An updated Technical Report dated February 26, 2010 prepared by Mines Development Associates for Randsburg calculated a National Instrument 43-101 compliant Inferred resource for the Titan project.  This Technical Report can be accessed here.

History

The Titan project is located in Angus and Flett townships, Ontario, approximately 120 km east-northeast of Sudbury, Ontario, and approximately 50 km north of the city of North Bay. The Titan iron-titanium-vanadium occurrence on the property has also been referred to in the literature as the O'Connor occurrence.

Titaniferous magnetite mineralization associated with the mafic and ultramafic rocks of this part of Ontario was identified as early as the 1890s and mapped in the 1930s. Hurst (1932) mapped and described what is now the Titan magnetite occurrence but was then called the O'Connor occurrence, noting that the deposit had not been developed because of a lack of demand for iron ore containing titanium. From the 1930s through the early 1970s, there was exploration in the region seeking iron and titanium.

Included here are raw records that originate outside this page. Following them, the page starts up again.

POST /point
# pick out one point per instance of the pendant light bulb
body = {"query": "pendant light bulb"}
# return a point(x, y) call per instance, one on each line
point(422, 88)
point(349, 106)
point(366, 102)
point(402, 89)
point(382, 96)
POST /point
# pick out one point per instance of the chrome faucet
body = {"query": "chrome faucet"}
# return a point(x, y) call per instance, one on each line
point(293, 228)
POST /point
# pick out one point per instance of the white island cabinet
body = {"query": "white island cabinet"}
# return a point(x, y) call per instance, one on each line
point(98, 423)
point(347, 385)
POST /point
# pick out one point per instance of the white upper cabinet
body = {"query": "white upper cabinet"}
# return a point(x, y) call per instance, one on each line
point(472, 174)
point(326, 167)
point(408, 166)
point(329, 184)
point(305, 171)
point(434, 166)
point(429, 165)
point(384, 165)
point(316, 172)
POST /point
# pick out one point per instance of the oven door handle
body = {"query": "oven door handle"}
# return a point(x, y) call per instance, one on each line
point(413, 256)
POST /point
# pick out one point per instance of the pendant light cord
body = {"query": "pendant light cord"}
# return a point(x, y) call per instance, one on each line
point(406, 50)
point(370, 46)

Exploration activity specifically directed at what is now the Titan property dates from 1942 when Titan Iron Mines Limited ("Titan Iron") conducted trenching, surface pitting, and sampling. However, at that time the presence of titanium was a detriment to the potential value of the iron mineralization. In 1947 Titan Iron refurbished and extended the old trenches and drilled 11 diamond drill core holes. In 1948 120 samples collected from the trenches were analyzed for titanium and iron by the Ontario Department of Mines and Swastika Laboratories. By 1953 Titan Iron had ceased exploration on the property, although tax payments were made to maintain the property in good standing. In that same year, samples were submitted to the Cranmet Corporation in Chicago for analysis with the conclusion that the ore is mainly a mixture of magnetite and ilmenite with only about 5% as spinel-type intergrowths of magnetite and ilmenite, which seemed favorable for separation (Bayne, 1967b).

The property was sampled by Watts, Griffiths and McOuat Ltd. for Southfield Mines Limited in 1964 (Docherty and Germundson, 2006; Bayne, 1967b). In 1966, Lockwood Survey Corporation Ltd. ("Lockwood") flew an airborne magnetic survey over the area for Titan Iron. A. S. Bayne prepared a report in 1967 to use in seeking capital to develop the Titan property. Lake Ontario Steel Company Ltd. optioned the property from Titan Iron in July, 1968, and conducted a ground magnetic survey (Mead, 1969).

Between 1973 and 1996, Flett and northwestern Angus townships were among a number of townships withdrawn from mineral staking and exploration activities due to the Temagami Land Caution. However, according to Easton (2002), Candol Developments Ltd. undertook a bulk sampling program that included the O'Connor magnetite occurrence (now Titan) in 1988; no results were available to MDA.